Nous sommes en septembre 1822, l’atelier où Settimia travaillait dur avec deux assistants reste vide et silencieux, l’œuvre la plus ambitieuse reste inachevée, même si elle est dans sa phase finale. Peu de temps après, en octobre, Settimia devient la proie d’une maladie nerveuse, émettent l’hypothèse des médecins. Dans vingt jours, son existence prend fin. Quant à Pietruccio, funérailles à l’Ara Coeli, également éclairées par les bougies allumées devant. Enfant en bois couvert de bandes et de pierres précieuses, objet de dévotion que depuis 1994 les Romains ne peuvent plus vénérer en raison d’un vol plus que sacrilège. Luigi Marini obtint la vente de la septième chapelle à gauche de Santa Maria in Ara Coeli et y fit ériger par le sculpteur Laboreur le monument funéraire de Settimia et Pietro.

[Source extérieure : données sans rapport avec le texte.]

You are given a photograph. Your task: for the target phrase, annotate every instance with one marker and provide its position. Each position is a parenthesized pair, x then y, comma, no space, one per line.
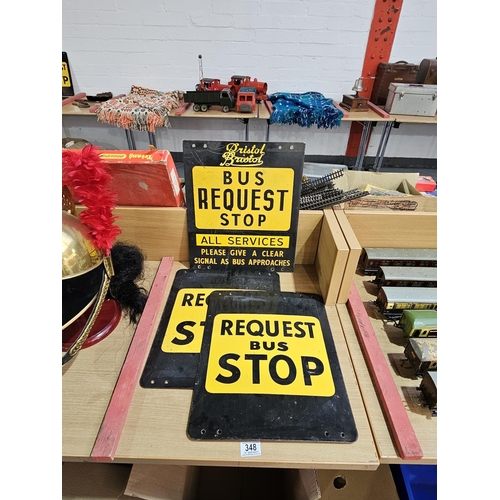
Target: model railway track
(329,198)
(325,181)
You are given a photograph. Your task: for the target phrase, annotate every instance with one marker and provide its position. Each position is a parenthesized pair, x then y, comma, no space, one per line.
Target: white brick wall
(293,45)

Il est couronné par le buste de la femme, nous transmettant son image, également reproduit dans un portrait gravé par Bystrom (l’un des deux exemplaires est dans la Chalcographie) avec la dédicace “À Settimia Marini, cultrice des Beaux-Arts”. Elle est représentée de profil, avec un nez fin, une bouche petite et gracieuse, ses cheveux rassemblés et retenus en tresse, quelques boucles tombant sur son cou. Mentir, Giacomo Leopardi, dans une lettre à sa sœur Paolina, définit la femme de Marini comme « boiteuse et laide ». Une impolitesse qui s’explique par l’espoir du poète que le riche veuf – qu’il a rencontré et fréquenté lors de son séjour à Rome entre 1822 et 1823 – puisse épouser Paolina. Marini, en revanche, épousa en juillet 1823 une noble veuve, Barbara Clarelli, déjà mère de deux filles. Il lui donnera le titre de marquis et un héritier mâle, encore appelé Pietro.
Ainsi se termine la parabole du mosaïste romain qui a surmonté les préjugés et la méfiance dans la vie et qui sort aujourd’hui de l’oubli. Ses œuvres et celles d’artistes contemporains sont reproduites sur papier couché et en couleurs dans le livre de Branchetti. Et on parlera d’elle en mars au Musée de Rome, lors d’une conférence incluse dans l’exposition “Roma pittrice”, une autre occasion de révéler de nombreuses artistes féminines qui, du XVIIe siècle à l’époque moderne, ont réalisé des peintures et des gravures chefs-d’œuvre, mais mettre de côté une partie dans un monde dominé par des figures masculines.